The world's worst atrocities were often perpetrated by people who thought they had good intentions, which is precisely why consequentialism, and, specifically, utilitarianism does not take intentions into account. If those who had committed these atrocities had thought about whether they are maximising happiness impartially, they would have answered no, and so they wouldn't have committed those atrocities. Or, if they did, it's precisely because they didn't take a utilitarian viewpoint, not because they did.
geniusofmozart In his opinion there's no rational justification. But other people do not agree. My point was there is no objective conception of morality. Math is objective but morality is not.
It's not an opinion. Nobody, insofar as I am aware, has been able to offer a rational justification for valuing one's own interests above others.
"Utilitarianism"? That's the answer? Man that's disappointing... I appreciate that he's trying to spread the concept but I thought it would get deeper than that.
This guy is so arrogant. He's saying I need to pay taxes (which are collected at gunpoint by the way) to pay for roads? Just bill me for the roads. I'll pay gladly for that. I'd even pay for my own health insurance. But I don't want to pay for NSA spying, for wars, torture, nuclear weapons, for ousting or assassinating foreign leaders, for assassinating Americans now, for Reaper drones, Hellfire missiles, for minefields, and depleted uranium rounds that are causing so many birth defects in war zones right now. There's a whole war in Africa going on right now we're not even being told about.

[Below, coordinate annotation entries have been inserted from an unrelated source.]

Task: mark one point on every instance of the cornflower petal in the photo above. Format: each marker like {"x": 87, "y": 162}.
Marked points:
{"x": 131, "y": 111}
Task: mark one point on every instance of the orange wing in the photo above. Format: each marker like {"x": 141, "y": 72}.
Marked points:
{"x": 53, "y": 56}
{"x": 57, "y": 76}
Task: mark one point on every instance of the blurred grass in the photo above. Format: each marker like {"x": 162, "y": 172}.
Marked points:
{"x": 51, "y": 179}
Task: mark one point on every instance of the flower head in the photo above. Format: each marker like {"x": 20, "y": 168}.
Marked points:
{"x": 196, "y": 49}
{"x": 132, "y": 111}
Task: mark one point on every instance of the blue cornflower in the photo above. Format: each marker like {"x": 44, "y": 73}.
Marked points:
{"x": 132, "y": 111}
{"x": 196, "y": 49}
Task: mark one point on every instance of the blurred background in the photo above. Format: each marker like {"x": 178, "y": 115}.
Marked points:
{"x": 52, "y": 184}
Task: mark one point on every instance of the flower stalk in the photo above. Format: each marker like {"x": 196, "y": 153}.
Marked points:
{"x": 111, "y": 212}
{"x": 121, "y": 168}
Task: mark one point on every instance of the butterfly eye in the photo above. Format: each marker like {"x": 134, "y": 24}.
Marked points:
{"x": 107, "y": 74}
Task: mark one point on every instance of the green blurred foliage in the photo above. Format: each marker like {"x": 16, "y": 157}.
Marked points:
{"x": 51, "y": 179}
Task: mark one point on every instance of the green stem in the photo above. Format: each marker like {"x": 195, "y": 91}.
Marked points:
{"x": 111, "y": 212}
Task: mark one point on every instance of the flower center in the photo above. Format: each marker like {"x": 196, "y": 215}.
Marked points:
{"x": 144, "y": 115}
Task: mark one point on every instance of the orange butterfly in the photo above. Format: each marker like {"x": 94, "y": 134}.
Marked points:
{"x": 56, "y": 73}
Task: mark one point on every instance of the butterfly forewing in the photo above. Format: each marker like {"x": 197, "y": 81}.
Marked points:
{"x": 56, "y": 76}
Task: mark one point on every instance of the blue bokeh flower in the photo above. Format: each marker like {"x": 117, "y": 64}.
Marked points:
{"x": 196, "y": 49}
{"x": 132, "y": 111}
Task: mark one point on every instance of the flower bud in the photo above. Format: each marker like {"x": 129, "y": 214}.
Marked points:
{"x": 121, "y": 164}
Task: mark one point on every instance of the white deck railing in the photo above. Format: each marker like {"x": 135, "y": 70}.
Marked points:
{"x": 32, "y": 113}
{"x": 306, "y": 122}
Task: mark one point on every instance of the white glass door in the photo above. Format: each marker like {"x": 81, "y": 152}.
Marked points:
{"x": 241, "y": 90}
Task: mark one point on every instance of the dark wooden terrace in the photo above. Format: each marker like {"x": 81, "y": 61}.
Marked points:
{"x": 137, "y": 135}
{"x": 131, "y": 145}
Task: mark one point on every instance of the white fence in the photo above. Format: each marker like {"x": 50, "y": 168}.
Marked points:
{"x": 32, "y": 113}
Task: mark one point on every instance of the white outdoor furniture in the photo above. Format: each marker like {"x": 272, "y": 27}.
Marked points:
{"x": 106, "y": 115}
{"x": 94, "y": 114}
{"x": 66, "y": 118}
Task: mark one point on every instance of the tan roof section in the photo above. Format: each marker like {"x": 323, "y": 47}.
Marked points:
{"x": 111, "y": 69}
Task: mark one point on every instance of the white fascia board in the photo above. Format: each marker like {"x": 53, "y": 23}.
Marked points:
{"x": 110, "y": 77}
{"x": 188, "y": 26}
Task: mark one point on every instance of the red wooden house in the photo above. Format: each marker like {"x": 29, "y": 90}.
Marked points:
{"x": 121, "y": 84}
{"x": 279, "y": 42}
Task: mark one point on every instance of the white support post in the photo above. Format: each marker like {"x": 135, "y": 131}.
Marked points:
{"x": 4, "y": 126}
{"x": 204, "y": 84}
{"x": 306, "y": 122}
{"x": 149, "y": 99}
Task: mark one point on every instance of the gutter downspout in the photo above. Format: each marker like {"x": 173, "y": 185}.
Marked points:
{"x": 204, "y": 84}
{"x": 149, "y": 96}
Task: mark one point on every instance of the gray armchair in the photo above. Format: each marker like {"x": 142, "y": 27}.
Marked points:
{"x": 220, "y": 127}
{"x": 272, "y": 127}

I think you might be reading into what he says too much. While I believe much of what you are ranting on about, one would logically conclude that the role of charity would indeed work with mutual aid societies, charities, family and friends, and not done with the violence of The State. He picked the philosophies of Ron Paul and Elizabeth Warren as mere polarizing examples to get everyone's attention to launch into the greater moral discussion.
Kic Start A "greater" moral discussion? Indeed, he also implies there are different moralities, and spoke of a greater good. Since you are logical, that should tell you something right away. He is a moral relativist. After the first 6 minutes, I only skimmed, but he actually said people can just go with their instincts and they'll probably be morally sound on a small scale. IT's like saying it's okay not to think, but he is the one who is not thinking, and it's not okay. People need to actually engage their higher brain function to be moral. Compassion is useful, but by itself, will generate mistakes. And then he said there's a different morality for higher level organizations such as the nations. Also, no. That is pure immorality, designed to appeal to a person's emotions. He'is propagating brainwashing, it seems, not discussing actual ideas.